A Christmas with Synapse Analytics – Big Data by Don Beneman

It is now 2024, and I’ve decided to write a post about Synapse Analytics in Azure.
I use Spark in Synapse to prepare data for analysis – primarily for the benefit of OLAP users and client applications.

I’ve been working with Spark in Synapse for a couple of years now.
This platform is best described as a “managed” environment for an audience of users who wish to focus on building Spark data applications without really understanding much about the management and configuration of a Spark environment.
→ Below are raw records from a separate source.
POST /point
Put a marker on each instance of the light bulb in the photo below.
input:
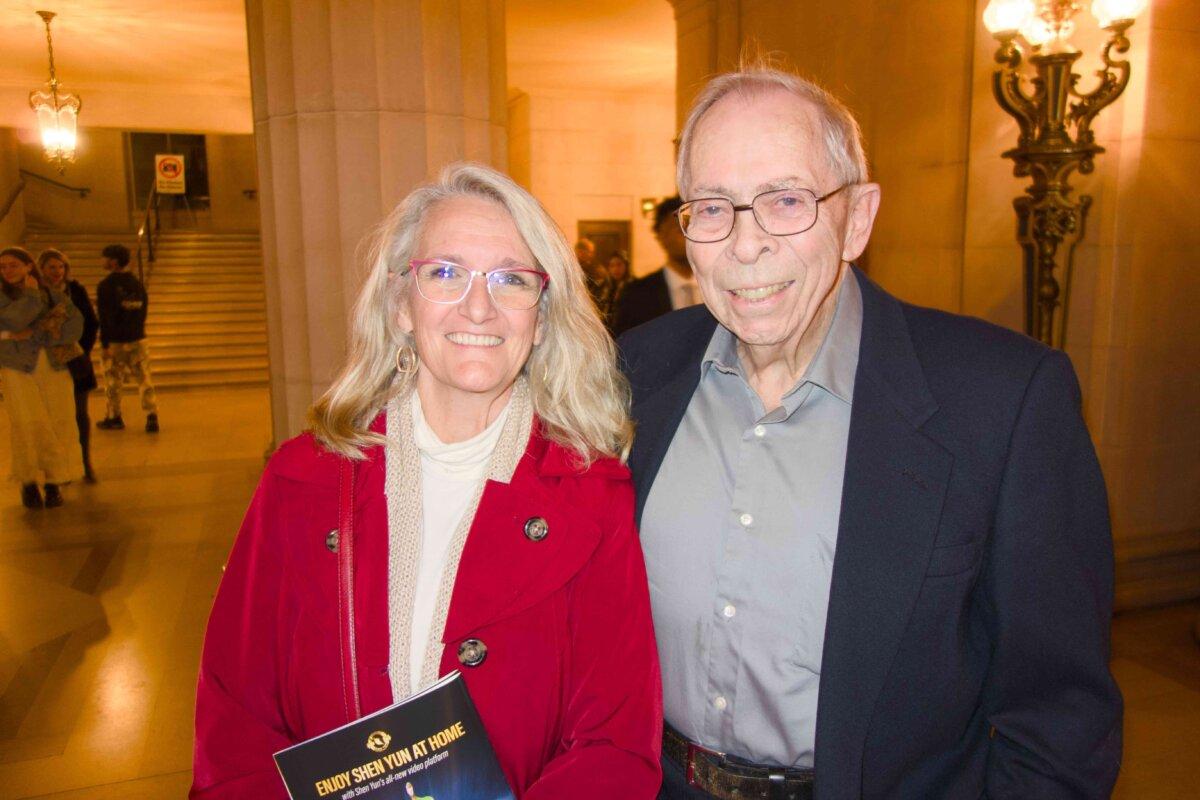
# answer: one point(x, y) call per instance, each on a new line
point(1110, 11)
point(1008, 16)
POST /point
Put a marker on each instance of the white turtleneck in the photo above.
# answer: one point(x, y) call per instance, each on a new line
point(449, 476)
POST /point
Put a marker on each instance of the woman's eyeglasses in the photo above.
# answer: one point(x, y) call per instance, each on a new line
point(515, 288)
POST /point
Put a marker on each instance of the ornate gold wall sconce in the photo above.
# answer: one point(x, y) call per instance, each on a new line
point(1055, 138)
point(57, 110)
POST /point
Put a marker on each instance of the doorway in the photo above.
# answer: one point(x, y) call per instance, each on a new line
point(186, 210)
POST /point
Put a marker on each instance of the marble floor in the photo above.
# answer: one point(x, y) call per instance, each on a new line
point(103, 605)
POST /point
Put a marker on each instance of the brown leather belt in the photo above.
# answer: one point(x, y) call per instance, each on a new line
point(732, 780)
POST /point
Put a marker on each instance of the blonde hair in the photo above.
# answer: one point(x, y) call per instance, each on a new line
point(576, 389)
point(839, 128)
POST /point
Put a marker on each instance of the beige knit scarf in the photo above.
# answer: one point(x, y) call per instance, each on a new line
point(402, 487)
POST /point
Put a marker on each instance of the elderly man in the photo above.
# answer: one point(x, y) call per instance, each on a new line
point(877, 539)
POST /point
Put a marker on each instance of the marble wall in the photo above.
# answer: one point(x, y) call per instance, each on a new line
point(354, 103)
point(12, 226)
point(594, 156)
point(917, 73)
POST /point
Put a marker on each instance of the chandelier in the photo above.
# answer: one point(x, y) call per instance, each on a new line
point(1056, 138)
point(57, 110)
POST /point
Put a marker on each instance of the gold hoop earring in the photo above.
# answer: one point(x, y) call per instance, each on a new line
point(406, 360)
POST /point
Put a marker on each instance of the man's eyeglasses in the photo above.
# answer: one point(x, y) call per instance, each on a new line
point(516, 288)
point(780, 212)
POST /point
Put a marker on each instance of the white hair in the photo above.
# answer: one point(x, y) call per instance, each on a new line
point(840, 132)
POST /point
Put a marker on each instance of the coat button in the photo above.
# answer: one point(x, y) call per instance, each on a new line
point(472, 653)
point(537, 529)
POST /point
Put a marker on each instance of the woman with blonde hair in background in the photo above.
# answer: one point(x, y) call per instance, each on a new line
point(39, 334)
point(469, 458)
point(57, 272)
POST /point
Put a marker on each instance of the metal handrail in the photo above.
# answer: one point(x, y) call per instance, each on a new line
point(82, 191)
point(148, 232)
point(12, 199)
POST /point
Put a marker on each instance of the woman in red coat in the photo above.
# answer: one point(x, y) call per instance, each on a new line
point(477, 433)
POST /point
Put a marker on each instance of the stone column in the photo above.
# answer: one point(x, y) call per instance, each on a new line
point(708, 41)
point(354, 103)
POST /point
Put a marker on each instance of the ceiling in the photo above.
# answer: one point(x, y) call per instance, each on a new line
point(126, 58)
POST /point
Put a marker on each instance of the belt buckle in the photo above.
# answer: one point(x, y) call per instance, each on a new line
point(777, 785)
point(693, 751)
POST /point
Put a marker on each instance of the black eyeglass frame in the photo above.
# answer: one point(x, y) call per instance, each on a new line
point(749, 206)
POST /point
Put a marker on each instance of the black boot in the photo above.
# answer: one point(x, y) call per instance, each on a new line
point(30, 497)
point(53, 497)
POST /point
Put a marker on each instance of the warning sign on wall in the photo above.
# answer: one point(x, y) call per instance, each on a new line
point(168, 172)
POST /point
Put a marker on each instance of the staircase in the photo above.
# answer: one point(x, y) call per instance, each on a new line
point(207, 325)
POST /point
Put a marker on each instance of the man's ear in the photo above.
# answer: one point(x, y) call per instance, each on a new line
point(864, 204)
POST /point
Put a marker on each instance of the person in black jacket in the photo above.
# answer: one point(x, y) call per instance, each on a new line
point(670, 287)
point(876, 535)
point(57, 272)
point(123, 304)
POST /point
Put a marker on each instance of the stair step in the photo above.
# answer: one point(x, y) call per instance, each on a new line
point(222, 338)
point(207, 349)
point(219, 304)
point(165, 330)
point(208, 301)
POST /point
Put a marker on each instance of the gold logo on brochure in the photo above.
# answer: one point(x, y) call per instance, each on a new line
point(378, 741)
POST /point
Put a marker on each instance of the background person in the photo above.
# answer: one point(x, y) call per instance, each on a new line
point(123, 304)
point(669, 288)
point(36, 325)
point(55, 270)
point(876, 535)
point(600, 286)
point(480, 421)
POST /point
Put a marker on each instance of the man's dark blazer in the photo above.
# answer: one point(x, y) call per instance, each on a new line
point(642, 300)
point(967, 637)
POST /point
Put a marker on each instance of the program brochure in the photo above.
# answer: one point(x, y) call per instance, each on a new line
point(429, 746)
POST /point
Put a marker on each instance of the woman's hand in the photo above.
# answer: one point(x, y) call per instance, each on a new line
point(52, 320)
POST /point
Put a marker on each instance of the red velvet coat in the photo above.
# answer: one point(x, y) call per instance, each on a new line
point(569, 692)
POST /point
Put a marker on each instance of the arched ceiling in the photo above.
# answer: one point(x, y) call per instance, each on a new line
point(183, 64)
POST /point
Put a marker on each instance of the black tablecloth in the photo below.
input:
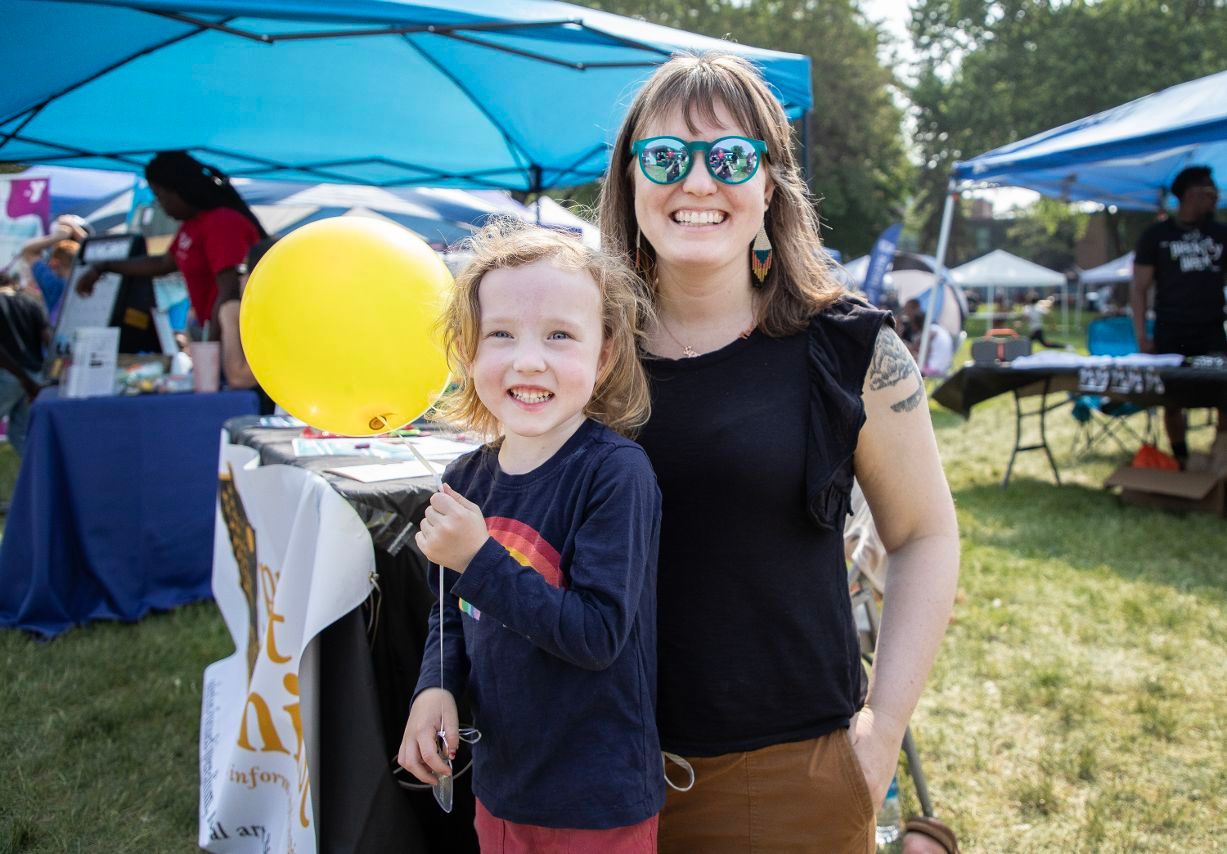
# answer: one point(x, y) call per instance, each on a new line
point(1146, 387)
point(367, 677)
This Spark platform is hosted within the Synapse portal, which is subsequently hosted within the Azure portal. At one point this was a VERY highly promoted platform for big data transformation and processing. But in late 2023 Microsoft has started moving their focus away from Synapse and they seem to be promoting another shiny new platform, namely “Fabric”. All of the Azure customers who were once encouraged to use Synapse are now being asked to take a look at “Fabric” instead. From what I can tell, there is little difference between the profile of a customer who would use notebooks in Synapse, and the profile of the customer who would use “Fabric” instead.

These two Spark offerings (Synapse and “Fabric”) have great deal in common. They both target customers who are “low-code” notebook developers, sometimes referred to as “citizen developers”. These customers are likely to build solutions with a combination of SQL and Python. While I appreciate the need to have development tools for every type of a software developer, I have mixed feelings about putting Apache Spark into everyone’s toolbelt. I believe that a data analyst or data scientist with a poor understanding of Spark is likely to abuse it and cause as many problems as they solve.

From where I stand, these two Spark offerings are not very good. The level of quality is low, and I suspect some of that is due to the fact that Microsoft thinks the target audience really can’t tell the difference. While a demanding customer might go to another mature Spark offering like Databricks or HD Insight, the ones who “don’t know any better” are likely to find their way to Fabric and Synapse .

I will stop sugar-coating, and take things one step further in saying that the Spark offering in Synapse is a pretty terrible one. It is buggy and incredibly painful to use. The following is just one of many examples. Consider the following batch jobs that were submitted on Christmas day of 2023. They were submitted from 2:20 AM to 3:00 AM eastern time (USA). …
Notice all the green and red icons in the image above. At first glance you might assume that they modified the Spark portal to reflect the color theme for Christmas. The red and the green have the esthetic of a Christmas tree. However, when I’m digging a bit deeper I find that this is not what Microsoft had in mind. What is happening is that Synapse is throwing a massive fit as a result of failures that are happening in the underlying network. All of the failed jobs in this period of time are due to socket exceptions. The so-called “managed vnet” is wetting the bed and is causing what Microsoft likes to call “transient communication failures”.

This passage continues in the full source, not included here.